There are 75 acres of shovel-ready acreage for a community park, complete with public pool, pickle ball courts and soccer fields, in the Three Springs subdivision, well within Durango city limits.
Imagine, if you will, a sister park to Santa Rita, “Sacred Springs.”
Parks and Recreation forfeited their commitment to the aforementioned community park in 2007. However, city planners choose, instead, to invest more monies in the losing proposition of improving motorized access to the public mud hole at Lake Nighthorse.
Last year, they spent over $70,000 on a “statistically valid” parks and rec survey of Durango residents, and this year they decide to ignore the survey and the opinions of their constituency.

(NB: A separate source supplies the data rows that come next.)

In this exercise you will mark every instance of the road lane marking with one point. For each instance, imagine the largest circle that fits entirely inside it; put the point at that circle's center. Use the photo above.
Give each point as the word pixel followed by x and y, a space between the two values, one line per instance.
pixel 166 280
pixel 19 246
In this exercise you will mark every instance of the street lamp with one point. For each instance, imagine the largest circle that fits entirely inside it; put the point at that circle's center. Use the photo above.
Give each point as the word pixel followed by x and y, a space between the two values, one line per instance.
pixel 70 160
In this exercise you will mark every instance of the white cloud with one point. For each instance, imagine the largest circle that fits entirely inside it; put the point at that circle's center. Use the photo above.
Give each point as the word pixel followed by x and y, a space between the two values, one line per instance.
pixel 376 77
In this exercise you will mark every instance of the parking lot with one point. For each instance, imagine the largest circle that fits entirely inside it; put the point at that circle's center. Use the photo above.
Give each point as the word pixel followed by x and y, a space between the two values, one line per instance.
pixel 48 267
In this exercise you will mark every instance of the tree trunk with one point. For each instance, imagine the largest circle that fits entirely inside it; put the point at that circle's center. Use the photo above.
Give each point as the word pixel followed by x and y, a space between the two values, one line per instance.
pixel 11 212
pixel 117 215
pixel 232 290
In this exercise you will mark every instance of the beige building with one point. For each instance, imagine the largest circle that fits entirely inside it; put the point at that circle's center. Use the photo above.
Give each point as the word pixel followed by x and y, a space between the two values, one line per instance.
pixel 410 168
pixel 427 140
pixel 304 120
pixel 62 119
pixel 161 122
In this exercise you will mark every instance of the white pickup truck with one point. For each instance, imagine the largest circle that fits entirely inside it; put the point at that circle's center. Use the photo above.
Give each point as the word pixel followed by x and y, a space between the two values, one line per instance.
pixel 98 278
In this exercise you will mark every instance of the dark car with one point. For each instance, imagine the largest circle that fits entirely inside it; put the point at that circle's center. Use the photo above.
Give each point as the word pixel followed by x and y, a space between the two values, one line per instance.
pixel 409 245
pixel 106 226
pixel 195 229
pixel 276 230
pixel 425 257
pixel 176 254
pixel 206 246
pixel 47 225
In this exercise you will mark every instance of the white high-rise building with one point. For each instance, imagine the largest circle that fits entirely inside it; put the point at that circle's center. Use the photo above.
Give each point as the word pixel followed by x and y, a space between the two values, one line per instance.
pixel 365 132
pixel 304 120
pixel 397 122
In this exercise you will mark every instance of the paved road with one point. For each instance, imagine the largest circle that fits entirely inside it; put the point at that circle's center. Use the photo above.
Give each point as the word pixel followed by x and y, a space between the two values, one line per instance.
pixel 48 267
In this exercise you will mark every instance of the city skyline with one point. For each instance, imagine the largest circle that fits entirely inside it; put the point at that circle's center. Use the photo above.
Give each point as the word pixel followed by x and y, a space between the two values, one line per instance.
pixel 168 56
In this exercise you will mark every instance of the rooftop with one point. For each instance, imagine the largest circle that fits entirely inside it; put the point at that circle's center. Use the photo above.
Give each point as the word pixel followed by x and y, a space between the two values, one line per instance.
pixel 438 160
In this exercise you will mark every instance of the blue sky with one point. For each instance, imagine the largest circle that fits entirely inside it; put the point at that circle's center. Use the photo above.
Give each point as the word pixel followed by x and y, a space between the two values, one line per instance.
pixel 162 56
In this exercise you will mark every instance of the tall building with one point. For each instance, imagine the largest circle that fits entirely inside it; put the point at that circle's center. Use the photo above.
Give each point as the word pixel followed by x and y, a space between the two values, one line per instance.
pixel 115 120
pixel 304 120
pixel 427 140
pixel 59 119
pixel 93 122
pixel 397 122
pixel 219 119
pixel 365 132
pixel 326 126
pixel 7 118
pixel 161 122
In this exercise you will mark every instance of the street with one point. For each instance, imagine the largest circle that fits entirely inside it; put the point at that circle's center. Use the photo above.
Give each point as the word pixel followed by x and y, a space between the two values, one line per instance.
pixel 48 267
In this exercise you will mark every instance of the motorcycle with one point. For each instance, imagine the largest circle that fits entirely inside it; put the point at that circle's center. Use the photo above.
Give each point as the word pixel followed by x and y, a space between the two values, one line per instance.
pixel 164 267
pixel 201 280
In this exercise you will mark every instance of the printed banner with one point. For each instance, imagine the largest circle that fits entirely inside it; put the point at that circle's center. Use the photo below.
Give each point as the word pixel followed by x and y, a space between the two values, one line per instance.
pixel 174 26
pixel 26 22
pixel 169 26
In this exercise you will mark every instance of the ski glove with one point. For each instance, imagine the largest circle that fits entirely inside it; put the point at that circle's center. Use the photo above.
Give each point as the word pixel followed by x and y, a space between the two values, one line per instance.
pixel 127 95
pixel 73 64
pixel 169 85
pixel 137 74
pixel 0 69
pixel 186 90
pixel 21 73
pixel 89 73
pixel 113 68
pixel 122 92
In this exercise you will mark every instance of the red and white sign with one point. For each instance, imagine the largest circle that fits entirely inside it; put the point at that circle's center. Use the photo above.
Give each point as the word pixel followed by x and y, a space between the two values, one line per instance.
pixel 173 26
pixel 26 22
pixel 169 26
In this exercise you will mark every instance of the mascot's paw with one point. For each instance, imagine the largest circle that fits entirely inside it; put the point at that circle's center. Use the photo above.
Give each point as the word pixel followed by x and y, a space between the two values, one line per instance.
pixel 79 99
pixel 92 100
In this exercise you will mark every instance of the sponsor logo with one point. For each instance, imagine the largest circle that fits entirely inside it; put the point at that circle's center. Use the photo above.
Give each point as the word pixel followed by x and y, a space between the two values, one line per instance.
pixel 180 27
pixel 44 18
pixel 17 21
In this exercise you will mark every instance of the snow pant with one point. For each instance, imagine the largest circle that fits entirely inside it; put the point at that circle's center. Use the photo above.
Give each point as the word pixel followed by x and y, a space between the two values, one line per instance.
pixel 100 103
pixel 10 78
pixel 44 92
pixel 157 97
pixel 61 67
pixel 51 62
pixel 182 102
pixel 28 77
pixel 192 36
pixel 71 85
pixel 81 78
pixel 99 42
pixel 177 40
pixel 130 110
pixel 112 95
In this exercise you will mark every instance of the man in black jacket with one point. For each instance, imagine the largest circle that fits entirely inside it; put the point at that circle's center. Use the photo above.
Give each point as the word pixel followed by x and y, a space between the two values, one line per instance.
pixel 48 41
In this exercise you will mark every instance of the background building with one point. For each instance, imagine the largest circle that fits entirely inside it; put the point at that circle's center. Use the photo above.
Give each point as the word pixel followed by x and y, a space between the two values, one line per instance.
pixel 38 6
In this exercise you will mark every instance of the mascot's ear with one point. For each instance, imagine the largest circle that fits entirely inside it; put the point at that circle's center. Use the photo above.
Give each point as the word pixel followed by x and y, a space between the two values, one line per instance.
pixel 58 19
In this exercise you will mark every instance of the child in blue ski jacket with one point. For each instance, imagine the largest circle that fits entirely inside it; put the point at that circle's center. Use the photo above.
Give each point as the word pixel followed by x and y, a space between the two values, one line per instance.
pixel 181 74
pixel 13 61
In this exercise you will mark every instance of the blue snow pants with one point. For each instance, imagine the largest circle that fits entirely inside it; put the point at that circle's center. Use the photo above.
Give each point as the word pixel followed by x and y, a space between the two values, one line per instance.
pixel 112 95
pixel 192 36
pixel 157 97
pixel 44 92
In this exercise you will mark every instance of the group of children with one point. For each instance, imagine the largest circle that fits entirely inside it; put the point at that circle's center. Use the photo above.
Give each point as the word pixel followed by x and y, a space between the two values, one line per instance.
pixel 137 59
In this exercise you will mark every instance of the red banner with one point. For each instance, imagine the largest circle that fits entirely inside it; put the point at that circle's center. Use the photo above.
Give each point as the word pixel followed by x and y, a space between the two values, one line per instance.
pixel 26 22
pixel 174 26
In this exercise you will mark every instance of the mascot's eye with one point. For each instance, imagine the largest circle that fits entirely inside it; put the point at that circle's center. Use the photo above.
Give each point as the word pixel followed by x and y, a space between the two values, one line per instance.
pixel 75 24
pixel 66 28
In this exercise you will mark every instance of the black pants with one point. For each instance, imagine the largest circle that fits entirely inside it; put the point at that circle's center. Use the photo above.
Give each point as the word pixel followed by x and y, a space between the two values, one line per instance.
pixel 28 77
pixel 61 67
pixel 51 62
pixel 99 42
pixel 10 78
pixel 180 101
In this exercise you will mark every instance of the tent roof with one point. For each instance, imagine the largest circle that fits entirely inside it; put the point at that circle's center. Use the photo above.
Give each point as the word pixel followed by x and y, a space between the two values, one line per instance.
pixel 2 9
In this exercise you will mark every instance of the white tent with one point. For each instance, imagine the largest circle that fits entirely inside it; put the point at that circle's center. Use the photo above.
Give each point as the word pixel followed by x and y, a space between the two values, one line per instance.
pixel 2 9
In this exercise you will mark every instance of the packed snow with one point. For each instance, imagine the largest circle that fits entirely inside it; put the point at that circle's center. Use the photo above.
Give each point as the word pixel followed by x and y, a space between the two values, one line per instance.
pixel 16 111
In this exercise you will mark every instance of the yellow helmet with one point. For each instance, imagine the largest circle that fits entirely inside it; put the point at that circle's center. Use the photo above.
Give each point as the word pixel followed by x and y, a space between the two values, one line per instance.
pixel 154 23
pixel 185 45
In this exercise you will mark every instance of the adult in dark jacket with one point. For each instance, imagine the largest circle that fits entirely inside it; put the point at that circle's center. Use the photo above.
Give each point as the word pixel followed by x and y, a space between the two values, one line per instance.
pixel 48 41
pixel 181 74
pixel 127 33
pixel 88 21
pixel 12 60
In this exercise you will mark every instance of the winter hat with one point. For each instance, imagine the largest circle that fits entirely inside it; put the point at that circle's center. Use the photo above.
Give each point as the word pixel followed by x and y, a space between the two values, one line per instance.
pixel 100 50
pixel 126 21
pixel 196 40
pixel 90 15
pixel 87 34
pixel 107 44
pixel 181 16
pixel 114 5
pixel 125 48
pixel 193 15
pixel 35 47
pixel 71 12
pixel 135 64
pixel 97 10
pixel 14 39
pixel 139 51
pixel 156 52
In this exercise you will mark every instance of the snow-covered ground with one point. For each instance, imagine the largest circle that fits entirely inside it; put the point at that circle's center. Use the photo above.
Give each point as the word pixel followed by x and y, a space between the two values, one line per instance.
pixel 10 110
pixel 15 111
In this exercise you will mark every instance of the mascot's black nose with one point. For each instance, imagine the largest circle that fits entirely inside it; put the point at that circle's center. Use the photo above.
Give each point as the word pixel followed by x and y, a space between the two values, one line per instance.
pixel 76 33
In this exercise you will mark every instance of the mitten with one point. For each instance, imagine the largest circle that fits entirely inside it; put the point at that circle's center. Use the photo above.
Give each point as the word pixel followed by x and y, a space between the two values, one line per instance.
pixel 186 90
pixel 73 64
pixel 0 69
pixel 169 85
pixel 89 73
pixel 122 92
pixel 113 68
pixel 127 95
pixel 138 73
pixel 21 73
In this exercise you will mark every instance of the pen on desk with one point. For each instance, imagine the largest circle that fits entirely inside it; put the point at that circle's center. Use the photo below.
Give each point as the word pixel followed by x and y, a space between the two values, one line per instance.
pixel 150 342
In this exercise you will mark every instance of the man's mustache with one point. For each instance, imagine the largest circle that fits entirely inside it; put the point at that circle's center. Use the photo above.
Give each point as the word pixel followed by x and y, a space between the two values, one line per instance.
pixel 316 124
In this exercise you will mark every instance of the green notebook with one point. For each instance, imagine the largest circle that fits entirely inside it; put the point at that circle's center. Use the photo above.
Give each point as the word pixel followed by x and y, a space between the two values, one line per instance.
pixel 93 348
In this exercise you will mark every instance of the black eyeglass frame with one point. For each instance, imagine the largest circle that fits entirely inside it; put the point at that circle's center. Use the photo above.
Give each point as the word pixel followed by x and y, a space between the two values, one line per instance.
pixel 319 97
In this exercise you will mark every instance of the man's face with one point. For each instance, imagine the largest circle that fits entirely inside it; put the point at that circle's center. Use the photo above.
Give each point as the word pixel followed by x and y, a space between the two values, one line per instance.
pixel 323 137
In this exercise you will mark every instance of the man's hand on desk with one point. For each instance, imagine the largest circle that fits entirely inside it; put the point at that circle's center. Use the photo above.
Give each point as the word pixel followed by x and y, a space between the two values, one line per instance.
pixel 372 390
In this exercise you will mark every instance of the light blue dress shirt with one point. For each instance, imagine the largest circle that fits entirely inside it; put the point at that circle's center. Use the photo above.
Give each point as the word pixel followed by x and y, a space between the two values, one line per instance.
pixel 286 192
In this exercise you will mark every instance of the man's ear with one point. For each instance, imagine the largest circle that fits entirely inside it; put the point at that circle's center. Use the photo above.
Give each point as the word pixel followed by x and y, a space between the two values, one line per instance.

It seems they prefer to spend tax monies on trails to and boat ramps in inaccessible, sunken or muddy parks.
I urge you to come to Three Springs, walk or bike The Spur Line Trail and experience the beautiful valley setting for the 75-acre park and 40 acres set aside for future middle and elementary schools. You’ll have to drive yourself. Durango Transit Authority decided to discontinue any service to Three Springs and Mercy Hospital. And the long-promised extension of the Animas River Trail to Three Springs is still dead-ended at Home Depot.
So you can’t walk or ride your bike here. Evidently, those amenities were not “statistically valid.” It’s called “planning” in Durango. And so it goes.